Officials, however, said that the number of cases of the killer disease in Beni, a city home to around 230,000 people and an Ebola hotspot, was dropping.

The ministry stressed it had not reported any new cases this week in the city, situated in a region embroiled in violence widely blamed on Islamist militants.

The armed groups roaming DR Congo’s eastern border with Uganda and Rwanda are hobbling relief efforts to contain the outbreak.

The rebels have attacked, kidnapped and killed medical staff trying to stem the epidemic and destroyed their equipment, making it difficult to help victims.

Tracking suspected contacts of Ebola patients is also difficult in areas held by rebels, according to health officials, who have repeatedly stressed the outbreak could spiral out of control and spread further.
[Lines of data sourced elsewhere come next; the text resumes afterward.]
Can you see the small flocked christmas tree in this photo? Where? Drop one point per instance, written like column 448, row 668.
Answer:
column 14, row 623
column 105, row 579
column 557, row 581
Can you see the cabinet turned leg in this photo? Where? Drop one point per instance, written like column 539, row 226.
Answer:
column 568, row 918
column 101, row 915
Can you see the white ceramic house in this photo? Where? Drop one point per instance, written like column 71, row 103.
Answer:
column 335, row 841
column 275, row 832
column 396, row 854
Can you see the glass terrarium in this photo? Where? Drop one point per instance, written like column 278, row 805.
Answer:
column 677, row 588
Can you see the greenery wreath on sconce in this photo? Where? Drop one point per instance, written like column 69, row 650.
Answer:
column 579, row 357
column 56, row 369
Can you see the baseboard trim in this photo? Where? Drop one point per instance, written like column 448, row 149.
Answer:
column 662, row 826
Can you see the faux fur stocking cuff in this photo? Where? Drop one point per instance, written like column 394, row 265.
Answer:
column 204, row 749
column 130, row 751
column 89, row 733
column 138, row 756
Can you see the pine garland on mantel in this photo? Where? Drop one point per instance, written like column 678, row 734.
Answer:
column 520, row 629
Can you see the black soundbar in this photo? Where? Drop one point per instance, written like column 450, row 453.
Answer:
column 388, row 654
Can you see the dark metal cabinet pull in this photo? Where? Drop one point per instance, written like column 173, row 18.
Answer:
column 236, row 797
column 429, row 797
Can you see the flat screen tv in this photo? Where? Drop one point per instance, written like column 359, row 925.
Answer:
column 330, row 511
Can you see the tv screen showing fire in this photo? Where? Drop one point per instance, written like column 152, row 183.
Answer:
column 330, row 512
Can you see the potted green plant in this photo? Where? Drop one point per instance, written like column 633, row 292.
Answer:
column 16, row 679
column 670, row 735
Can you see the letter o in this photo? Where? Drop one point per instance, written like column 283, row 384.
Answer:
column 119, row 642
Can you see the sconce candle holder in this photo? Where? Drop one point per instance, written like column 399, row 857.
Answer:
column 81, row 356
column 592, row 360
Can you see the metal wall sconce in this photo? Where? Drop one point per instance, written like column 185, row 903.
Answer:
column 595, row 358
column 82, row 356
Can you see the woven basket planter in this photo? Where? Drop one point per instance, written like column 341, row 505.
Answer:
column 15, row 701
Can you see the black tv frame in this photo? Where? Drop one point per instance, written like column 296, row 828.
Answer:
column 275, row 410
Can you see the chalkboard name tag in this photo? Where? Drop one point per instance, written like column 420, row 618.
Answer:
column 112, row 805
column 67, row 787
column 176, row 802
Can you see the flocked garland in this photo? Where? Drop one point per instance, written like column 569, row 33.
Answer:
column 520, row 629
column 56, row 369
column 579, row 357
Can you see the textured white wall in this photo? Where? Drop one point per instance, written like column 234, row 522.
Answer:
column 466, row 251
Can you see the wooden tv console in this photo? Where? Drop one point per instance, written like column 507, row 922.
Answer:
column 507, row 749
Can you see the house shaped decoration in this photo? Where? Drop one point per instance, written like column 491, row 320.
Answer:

Aid workers have also warned that the outbreak of the virus is likely to rage on until the middle of the year at least. Workers across the region have been given vaccines against the virus in an attempt to stop it from spreading via people travelling across porous borders.

Neighbouring Uganda, Rwanda and South Sudan are on high alert.

Ebola spreads through bodily fluids and causes haemorrhagic fever with severe bouts of vomiting, diarrhoea and bleeding. It can also be transmitted by touching infected surfaces. In many flare-ups, more than half of cases are fatal.